- Supervalu reported consolidated net sales of $4 billion in the first financial quarter of this year — a 6.3% increase over last year, according to a company release. Earnings per share were 9 cents, below the 11-cent Wall Street estimate.
- Net sales for the company’s wholesale division increased 12.4% over the same period last year — to $2.56 billion — while Supervalu’s retail net sales declined 2.7% — to $1.39 billion. Comp store sales declined 4.9%.
- “The results generated this quarter by our Wholesale business were outstanding and demonstrate our ability to deliver on our strategy and commitment toward growing this segment,” said Supervalu president and CEO Mark Gross said in the report.
Supervalu’s decision to focus on the wholesaling side of its business is looking smarter with each quarter. The company, which divested most of its retail holdings during the past few years — most notably the $1.4 billion sale of its Save-A-Lot chain last year — has increased its sales as a distributor by expanding existing accounts, adding new ones, and acquiring strategic assets in the sector.
During the last year, Supervalu has added lucrative new retail distribution contracts, including The Fresh Market and America’s Food Basket. The wholesale division has also increased its deliveries of produce and specialty goods, which are seeing increased demand from retailers and consumers.
In January, Supervalu announced the $375 million acquisition of Unified Grocers, a California-based cooperative wholesaler that extends Supervalu’s distribution along the West Coast and into the growing Northwest grocery market. The sale, which was finalized in April, shortly after the first quarter drew to a close, will begin showing results in the second quarter of this year.

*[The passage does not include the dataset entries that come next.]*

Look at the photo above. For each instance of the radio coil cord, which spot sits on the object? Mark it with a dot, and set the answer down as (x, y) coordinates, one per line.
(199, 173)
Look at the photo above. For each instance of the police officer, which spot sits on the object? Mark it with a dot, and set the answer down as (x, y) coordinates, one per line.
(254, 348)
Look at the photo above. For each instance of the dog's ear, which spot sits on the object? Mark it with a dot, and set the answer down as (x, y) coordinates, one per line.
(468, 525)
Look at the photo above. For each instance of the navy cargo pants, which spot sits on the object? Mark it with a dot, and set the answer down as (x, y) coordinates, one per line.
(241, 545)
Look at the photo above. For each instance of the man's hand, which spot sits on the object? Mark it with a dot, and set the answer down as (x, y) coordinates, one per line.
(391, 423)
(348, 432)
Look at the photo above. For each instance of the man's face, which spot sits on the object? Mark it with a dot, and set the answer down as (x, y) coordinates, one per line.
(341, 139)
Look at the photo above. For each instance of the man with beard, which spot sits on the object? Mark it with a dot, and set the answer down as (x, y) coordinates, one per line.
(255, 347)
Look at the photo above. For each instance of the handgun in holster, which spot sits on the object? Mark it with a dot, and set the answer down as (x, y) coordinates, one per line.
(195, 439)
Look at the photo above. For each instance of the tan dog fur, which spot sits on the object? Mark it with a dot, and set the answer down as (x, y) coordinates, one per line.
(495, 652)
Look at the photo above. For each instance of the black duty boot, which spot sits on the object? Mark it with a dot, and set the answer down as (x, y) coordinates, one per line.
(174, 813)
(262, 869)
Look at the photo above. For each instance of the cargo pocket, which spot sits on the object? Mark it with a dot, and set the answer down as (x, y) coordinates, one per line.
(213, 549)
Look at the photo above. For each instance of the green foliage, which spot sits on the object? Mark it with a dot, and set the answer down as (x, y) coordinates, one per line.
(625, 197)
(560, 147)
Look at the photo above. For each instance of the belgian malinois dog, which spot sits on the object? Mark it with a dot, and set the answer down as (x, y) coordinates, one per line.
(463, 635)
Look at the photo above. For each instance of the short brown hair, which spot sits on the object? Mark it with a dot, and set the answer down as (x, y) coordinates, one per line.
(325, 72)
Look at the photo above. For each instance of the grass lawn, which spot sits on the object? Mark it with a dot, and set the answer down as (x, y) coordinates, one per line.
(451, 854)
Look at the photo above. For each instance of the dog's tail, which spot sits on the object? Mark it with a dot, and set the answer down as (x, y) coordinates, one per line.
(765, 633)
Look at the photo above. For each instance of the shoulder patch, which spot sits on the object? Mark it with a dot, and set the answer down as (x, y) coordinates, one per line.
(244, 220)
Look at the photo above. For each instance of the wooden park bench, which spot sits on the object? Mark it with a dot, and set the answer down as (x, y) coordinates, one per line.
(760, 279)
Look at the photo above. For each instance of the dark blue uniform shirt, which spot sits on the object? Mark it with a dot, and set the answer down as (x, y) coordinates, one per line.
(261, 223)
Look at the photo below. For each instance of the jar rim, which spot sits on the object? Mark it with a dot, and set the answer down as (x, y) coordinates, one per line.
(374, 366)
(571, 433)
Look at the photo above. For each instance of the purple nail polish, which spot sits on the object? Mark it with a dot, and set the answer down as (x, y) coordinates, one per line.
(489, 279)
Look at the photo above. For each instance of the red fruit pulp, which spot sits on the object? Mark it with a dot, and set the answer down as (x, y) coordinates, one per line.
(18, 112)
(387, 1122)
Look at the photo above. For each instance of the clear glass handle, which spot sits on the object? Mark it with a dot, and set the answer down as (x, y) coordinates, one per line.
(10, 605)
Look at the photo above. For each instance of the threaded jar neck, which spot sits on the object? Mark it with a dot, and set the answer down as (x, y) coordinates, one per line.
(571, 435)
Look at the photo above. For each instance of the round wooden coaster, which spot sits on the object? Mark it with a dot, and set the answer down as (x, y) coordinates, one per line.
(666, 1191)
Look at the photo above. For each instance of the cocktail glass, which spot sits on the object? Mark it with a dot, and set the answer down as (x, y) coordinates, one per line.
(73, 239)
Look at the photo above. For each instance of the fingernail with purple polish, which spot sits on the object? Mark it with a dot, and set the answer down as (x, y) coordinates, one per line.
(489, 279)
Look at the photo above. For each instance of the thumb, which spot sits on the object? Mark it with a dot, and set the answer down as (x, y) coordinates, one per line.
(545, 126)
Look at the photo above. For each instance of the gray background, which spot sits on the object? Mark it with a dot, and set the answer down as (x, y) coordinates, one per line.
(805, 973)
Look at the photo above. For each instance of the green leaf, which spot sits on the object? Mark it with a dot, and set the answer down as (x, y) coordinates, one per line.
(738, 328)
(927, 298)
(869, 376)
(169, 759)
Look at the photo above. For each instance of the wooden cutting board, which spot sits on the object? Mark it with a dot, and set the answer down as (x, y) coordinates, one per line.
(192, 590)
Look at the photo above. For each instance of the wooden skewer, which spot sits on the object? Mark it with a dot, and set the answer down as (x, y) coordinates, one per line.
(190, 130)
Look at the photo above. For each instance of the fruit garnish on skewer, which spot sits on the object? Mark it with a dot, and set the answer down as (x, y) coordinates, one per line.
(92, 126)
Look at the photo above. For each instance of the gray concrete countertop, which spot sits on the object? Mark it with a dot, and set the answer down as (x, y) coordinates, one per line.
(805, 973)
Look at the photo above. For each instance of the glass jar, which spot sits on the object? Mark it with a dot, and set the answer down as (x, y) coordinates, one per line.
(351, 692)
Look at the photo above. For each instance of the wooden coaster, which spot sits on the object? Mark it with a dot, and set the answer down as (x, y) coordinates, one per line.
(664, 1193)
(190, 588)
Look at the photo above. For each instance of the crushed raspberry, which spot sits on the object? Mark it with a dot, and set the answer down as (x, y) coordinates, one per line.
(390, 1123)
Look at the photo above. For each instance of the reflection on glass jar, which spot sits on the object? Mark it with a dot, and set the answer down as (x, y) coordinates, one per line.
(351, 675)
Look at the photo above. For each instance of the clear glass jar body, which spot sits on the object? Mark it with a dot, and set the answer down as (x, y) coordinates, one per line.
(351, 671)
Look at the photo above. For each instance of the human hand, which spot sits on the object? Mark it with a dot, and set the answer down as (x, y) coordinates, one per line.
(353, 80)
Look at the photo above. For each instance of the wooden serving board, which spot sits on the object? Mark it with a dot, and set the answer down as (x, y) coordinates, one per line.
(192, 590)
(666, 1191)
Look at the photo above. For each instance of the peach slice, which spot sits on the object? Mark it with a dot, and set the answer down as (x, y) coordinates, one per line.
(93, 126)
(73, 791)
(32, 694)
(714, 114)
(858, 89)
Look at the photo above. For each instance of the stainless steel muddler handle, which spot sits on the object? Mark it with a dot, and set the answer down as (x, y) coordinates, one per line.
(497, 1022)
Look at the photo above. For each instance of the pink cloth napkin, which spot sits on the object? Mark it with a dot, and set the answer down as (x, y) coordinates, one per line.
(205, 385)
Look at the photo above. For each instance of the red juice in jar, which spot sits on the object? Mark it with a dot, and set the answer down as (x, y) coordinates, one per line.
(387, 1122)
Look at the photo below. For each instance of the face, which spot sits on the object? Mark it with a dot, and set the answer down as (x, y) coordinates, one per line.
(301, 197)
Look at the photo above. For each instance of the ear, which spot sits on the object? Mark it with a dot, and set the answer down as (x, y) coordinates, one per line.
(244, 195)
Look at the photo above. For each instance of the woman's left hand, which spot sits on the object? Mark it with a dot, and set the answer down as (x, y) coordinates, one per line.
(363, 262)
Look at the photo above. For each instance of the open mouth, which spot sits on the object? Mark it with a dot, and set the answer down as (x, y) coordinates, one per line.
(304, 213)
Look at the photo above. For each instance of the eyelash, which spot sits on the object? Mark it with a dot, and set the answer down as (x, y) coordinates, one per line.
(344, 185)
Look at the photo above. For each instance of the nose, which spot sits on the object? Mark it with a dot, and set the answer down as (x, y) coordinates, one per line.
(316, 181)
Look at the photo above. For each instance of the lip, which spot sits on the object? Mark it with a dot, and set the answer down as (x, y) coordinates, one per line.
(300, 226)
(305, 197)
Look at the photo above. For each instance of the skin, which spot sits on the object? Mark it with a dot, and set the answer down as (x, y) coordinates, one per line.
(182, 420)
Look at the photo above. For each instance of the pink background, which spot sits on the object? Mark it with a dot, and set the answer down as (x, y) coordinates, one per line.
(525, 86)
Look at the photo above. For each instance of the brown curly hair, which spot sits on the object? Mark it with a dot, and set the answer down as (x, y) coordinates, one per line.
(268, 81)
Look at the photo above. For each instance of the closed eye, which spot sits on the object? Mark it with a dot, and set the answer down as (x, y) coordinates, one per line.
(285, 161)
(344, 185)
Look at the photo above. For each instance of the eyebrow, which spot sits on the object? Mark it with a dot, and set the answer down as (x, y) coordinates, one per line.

The company’s retail division, in contrast, experienced its ninth consecutive quarter of comp store sales declines. Price deflation has had an impact, according to Supervalu, though reports show that pressure easing as the year progresses.
Competition in key markets, however, isn’t going to ease any time soon. In Minneapolis, Supervalu’s hometown and home to 70 of its Cub Stores, Hy-Vee has muscled in and stolen significant market share from the chain. Supervalu announced it will update some stores, but the damage may be done as shoppers defect to stronger operators.
Supervalu officials have said they plan to invest in top-selling stores and close underperformers. Earlier this year, the company combined the operations and merchandising staffs of Shoppers Food & Pharmacy and Farm Fresh, two of its flagging brands. In January, Supervalu hired former Target executive Anne Dament as head of retail, merchandising and marketing and charged her with improving sales across its retail footprint.
Still, it’s clear Supervalu is squarely focused on its wholesaling business — and rightfully so. Speaking at the RBC 2017 Consumer & Retail Conference in New York earlier this year, president Mark Gross told attendees he is “first and foremost a wholesaler,” and that he sees the company’s retail stores as a “test lab” to improve its wholesaling business.
Supervalu’s familiarity with the retail side of the industry could help it win contracts from grocers seeking an edge. The company will also need to make further acquisitions in a wholesaling sector that’s being driven by consolidation. Smaller distributors, in particular specialty ones, are being gobbled up by larger competitors seeking to expand in high-margin categories.
As Supervalu continues to grow as a distributor and limit its vulnerabilities in retail, its financial performance should continue to improve.